# Classification workflow

Anton Antonov  
RakuForPrediction at WordPress   
October 2025

----

## Setup

In [4]:
use Data::Reshapers;
use Data::Importers;
use Data::Summarizers;
use ML::ROCFunctions;

use ML::SparseMatrixRecommender;

In [5]:
#% javascript
require.config({
     paths: {
     d3: 'https://d3js.org/d3.v7.min'
}});

require(['d3'], function(d3) {
     console.log(d3);
});

In [6]:
#% js
js-d3-list-line-plot(10.rand xx 40, background => 'none', stroke-width => 2)

In [7]:
my $title-color = 'Silver';
my $stroke-color = 'SlateGray';
my $tooltip-color = 'LightBlue';
my $tooltip-background-color = 'none';
my $tick-labels-font-size = 10;
my $tick-labels-color = 'Silver';
my $tick-labels-font-family = 'Helvetica';
my $background = '#1F1F1F';
my $color-scheme = 'schemeTableau10';
my $color-palette = 'Inferno';
my $edge-thickness = 3;
my $vertex-size = 6;
my $mmd-theme = q:to/END/;
%%{
  init: {
    'theme': 'forest',
    'themeVariables': {
      'lineColor': 'Ivory'
    }
  }
}%%
END
my %force = collision => {iterations => 0, radius => 10},link => {distance => 180};
my %force2 = charge => {strength => -30, iterations => 4}, collision => {radius => 50, iterations => 4}, link => {distance => 30};

my %opts = :$background, :$title-color, :$edge-thickness, :$vertex-size;

{background => #1F1F1F, edge-thickness => 3, title-color => Silver, vertex-size => 6}

----

## Ingestion

In [None]:
my $url = 'https://raw.githubusercontent.com/antononcube/MathematicaVsR/refs/heads/master/Data/MathematicaVsR-Data-Mushroom.csv';

my @dsData = data-import($url, headers => 'auto');

@dsData.&dimensions

(8124 24)

In [9]:
deduce-type(@dsData);

Vector(Assoc(Atom((Str)), Atom((Str)), 24), 8124)

---

## Preliminary data analysis tabulation

Here is a summary of the mushroom data:

In [10]:
my @field-names = <cap-Shape cap-Surface cap-Color bruises? odor gill-Attachment gill-Spacing gill-Size gill-Color edibility>;
sink records-summary(@dsData, :@field-names)

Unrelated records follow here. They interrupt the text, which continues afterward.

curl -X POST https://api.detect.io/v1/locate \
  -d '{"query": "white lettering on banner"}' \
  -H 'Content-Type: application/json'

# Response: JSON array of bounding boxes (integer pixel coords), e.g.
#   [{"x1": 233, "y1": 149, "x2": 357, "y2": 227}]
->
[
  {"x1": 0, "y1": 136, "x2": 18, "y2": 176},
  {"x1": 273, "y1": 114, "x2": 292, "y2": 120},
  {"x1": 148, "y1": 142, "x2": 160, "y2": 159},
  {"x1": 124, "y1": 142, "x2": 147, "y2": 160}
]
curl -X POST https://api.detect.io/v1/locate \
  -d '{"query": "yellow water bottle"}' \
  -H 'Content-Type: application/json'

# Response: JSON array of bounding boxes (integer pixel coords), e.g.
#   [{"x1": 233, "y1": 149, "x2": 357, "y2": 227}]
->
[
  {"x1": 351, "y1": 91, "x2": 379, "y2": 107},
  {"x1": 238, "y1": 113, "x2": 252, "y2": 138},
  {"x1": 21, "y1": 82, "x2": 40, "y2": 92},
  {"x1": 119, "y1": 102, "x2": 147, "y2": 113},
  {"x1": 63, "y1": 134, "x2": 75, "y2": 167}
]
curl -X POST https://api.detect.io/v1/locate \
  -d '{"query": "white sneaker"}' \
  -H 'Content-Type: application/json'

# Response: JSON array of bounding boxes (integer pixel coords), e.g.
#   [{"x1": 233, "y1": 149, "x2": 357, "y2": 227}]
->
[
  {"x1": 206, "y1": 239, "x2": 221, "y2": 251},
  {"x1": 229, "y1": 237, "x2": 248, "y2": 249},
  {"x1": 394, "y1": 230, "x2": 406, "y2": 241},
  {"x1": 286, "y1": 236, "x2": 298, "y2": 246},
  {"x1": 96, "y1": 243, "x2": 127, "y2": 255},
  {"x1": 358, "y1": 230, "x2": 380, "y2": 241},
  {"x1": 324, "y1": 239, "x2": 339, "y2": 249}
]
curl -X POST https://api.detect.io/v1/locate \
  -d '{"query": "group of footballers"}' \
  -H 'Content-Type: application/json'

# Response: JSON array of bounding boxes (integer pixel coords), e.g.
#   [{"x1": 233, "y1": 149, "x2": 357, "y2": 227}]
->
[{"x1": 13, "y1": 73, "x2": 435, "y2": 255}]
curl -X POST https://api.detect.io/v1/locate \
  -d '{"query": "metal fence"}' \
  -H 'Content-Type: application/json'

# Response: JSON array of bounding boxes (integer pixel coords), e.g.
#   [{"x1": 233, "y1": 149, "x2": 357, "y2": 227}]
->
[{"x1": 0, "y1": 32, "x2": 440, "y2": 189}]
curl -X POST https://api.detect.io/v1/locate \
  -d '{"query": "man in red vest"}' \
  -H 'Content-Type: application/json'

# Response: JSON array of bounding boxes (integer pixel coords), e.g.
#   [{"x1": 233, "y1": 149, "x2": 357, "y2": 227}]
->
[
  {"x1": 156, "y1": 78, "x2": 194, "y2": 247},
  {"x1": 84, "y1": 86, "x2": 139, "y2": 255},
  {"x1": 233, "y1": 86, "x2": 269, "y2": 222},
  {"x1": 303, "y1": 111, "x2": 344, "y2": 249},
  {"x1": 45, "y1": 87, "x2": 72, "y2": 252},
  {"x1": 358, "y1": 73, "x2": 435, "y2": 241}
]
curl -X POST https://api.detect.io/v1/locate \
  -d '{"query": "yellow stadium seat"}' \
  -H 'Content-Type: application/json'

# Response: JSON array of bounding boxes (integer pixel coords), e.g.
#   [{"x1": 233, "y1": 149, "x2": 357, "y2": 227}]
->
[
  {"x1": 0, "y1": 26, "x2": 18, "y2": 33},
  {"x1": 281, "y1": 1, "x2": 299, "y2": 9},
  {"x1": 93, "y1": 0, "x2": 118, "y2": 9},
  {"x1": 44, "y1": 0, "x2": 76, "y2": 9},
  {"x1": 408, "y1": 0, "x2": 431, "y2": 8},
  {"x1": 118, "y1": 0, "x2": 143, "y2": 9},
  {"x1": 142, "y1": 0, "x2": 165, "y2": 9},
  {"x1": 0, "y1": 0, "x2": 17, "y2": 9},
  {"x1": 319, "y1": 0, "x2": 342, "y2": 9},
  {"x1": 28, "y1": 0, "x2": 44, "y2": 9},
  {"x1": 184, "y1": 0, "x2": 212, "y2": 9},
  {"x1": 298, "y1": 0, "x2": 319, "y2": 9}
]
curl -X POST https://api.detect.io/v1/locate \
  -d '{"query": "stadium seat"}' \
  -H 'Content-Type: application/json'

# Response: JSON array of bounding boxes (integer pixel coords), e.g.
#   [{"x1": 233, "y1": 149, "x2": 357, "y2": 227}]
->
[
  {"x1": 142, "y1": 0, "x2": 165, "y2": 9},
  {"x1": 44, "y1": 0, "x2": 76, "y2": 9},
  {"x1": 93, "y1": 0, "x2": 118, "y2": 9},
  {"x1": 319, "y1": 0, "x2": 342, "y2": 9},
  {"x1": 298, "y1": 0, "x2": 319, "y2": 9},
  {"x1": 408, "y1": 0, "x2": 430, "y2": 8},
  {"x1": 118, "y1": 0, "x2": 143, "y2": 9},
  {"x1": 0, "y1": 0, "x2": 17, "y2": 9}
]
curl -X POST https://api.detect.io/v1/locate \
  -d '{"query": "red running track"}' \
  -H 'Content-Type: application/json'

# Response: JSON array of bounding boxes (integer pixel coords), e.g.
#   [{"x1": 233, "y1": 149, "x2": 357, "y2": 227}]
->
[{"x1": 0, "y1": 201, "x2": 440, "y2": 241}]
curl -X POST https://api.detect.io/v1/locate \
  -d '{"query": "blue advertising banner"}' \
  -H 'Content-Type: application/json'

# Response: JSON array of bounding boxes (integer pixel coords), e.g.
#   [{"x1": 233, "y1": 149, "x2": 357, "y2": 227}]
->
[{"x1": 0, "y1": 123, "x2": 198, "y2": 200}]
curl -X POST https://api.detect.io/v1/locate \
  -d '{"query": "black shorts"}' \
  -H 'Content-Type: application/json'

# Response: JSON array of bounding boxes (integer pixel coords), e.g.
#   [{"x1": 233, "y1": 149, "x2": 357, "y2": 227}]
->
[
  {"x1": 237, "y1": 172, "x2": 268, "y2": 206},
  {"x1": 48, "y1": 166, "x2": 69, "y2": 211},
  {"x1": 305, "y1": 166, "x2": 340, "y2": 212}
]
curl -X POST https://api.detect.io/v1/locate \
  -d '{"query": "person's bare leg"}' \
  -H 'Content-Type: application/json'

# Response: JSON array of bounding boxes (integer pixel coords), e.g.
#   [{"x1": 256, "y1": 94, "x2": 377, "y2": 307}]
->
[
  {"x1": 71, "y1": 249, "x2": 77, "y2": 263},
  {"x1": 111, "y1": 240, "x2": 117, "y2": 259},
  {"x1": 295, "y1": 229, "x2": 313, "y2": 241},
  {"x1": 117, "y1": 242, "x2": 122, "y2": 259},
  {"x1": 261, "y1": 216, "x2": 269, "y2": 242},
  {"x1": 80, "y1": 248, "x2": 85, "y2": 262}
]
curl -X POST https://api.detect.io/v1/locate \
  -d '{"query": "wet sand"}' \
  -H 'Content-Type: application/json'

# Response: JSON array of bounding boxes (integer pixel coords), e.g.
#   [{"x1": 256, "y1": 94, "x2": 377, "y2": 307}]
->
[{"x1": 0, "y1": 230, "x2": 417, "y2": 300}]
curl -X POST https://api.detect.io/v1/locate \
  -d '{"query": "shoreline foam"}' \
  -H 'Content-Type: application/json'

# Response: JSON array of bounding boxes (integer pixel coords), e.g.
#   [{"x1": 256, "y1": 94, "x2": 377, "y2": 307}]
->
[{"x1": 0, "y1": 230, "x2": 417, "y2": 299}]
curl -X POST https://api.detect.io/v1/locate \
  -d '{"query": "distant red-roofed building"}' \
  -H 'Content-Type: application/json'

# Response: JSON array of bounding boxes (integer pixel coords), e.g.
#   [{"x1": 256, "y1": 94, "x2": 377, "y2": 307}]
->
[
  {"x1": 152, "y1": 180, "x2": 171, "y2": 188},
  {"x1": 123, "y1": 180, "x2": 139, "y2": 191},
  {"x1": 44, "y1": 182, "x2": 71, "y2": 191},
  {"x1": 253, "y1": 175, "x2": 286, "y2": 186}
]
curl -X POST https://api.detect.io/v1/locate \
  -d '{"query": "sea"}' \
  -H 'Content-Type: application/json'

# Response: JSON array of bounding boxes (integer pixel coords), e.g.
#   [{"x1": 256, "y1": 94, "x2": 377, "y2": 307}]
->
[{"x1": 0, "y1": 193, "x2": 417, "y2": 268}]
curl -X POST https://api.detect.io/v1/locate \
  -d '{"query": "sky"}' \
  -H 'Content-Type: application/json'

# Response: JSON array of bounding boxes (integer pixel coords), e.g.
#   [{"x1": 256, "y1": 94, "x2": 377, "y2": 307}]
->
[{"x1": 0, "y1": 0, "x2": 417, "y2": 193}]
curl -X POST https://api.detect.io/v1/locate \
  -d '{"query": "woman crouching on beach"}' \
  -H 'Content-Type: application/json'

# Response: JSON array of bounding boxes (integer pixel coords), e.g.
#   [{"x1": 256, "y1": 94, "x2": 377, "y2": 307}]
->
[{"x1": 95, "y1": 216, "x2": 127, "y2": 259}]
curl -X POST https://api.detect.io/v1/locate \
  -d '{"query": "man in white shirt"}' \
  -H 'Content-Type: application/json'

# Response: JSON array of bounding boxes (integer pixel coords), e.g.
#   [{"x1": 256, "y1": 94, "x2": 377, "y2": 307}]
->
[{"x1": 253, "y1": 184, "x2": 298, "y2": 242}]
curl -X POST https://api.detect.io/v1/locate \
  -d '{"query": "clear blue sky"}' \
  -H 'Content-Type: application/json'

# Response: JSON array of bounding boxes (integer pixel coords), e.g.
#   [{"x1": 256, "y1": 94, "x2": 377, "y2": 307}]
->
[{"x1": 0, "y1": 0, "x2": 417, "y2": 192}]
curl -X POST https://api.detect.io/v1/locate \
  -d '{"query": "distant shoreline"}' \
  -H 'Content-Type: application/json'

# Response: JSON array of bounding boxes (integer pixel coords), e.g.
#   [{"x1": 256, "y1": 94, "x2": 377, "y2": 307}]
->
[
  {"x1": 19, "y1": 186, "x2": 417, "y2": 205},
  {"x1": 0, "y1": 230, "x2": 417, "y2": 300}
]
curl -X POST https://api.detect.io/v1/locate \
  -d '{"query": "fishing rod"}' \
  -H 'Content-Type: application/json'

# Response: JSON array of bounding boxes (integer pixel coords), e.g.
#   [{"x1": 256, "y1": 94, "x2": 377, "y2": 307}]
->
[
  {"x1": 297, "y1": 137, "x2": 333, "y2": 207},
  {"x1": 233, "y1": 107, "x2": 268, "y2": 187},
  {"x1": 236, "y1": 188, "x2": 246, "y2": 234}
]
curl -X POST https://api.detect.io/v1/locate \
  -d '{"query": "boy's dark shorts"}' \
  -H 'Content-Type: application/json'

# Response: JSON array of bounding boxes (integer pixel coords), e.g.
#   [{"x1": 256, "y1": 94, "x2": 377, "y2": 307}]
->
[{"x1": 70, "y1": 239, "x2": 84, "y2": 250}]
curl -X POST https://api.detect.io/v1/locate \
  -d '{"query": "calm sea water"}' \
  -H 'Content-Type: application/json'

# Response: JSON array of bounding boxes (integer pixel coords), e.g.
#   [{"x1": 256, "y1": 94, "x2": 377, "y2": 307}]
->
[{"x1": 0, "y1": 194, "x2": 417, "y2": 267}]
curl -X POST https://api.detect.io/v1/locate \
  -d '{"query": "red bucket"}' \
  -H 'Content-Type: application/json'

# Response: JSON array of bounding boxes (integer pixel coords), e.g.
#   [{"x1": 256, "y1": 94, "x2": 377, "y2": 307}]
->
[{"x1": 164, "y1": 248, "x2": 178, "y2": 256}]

+-----------------+-----------------+-----------------+---------------+-----------------+------------------+-----------------+----------------+-------------------+-------------------+
| cap-Shape       | cap-Surface     | cap-Color       | bruises?      | odor            | gill-Attachment  | gill-Spacing    | gill-Size      | gill-Color        | edibility         |
+-----------------+-----------------+-----------------+---------------+-----------------+------------------+-----------------+----------------+-------------------+-------------------+
| convex  => 3656 | scaly   => 3244 | brown   => 2284 | False => 4748 | none    => 3528 | free     => 7914 | close   => 6812 | broad  => 5612 | buff      => 1728 | edible    => 4208 |
| flat    => 3152 | smooth  => 2556 | gray    => 1840 | True  => 3376 | foul    => 2160 | attached => 210  | crowded => 1312 | narrow => 2512 | pink      => 1492 | poisonous => 3916 |
| knobbed => 828  | fibrous => 2320 | red     => 1500 |               | spicy   

Before classifying for edibility consider this relationship between edibility and odor:

In [11]:
cross-tabulate(@dsData, 'odor', 'edibility')
==> to-pretty-table()

+----------+--------+-----------+
|          | edible | poisonous |
+----------+--------+-----------+
| almond   |  400   |           |
| anise    |  400   |           |
| creosote |        |    192    |
| fishy    |        |    576    |
| foul     |        |    2160   |
| musty    |        |     36    |
| none     |  3408  |    120    |
| pungent  |        |    256    |
| spicy    |        |    576    |
+----------+--------+-----------+

We can see that mushrooms with any odor are much more likely to be poisonous. Alternatively, mushrooms without bruise are much more likely to be poisonous:

In [12]:
cross-tabulate(@dsData, 'bruises?', 'edibility')
==> to-pretty-table()

+-------+-----------+--------+
|       | poisonous | edible |
+-------+-----------+--------+
| False |    3292   |  1456  |
| True  |    624    |  2752  |
+-------+-----------+--------+

---

## Procedure outline

Let us make a full blown classification workflow with the following steps:

- Split the data into training and testing sets
- Make an SMR object over the training set
- Classify with the SMR object all records of the testing set
- Derive (and display) classifier metrics:
    - Confusion matrix
    - ROC plots

---

## SMR object creation

Split the data:

In [13]:
my (@dsTraining, @dsTesting);
with take-drop(@dsData, floor(0.75 * @dsData.elems)) {
    @dsTraining = select-columns($_.head, ['id', |@field-names]); 
    @dsTesting =  select-columns($_.tail, ['id', |@field-names]); 
}

say deduce-type(@dsTraining);
say deduce-type(@dsTesting);

Vector(Assoc(Atom((Str)), Atom((Str)), 11), 6093)
Vector(Assoc(Atom((Str)), Atom((Str)), 11), 2031)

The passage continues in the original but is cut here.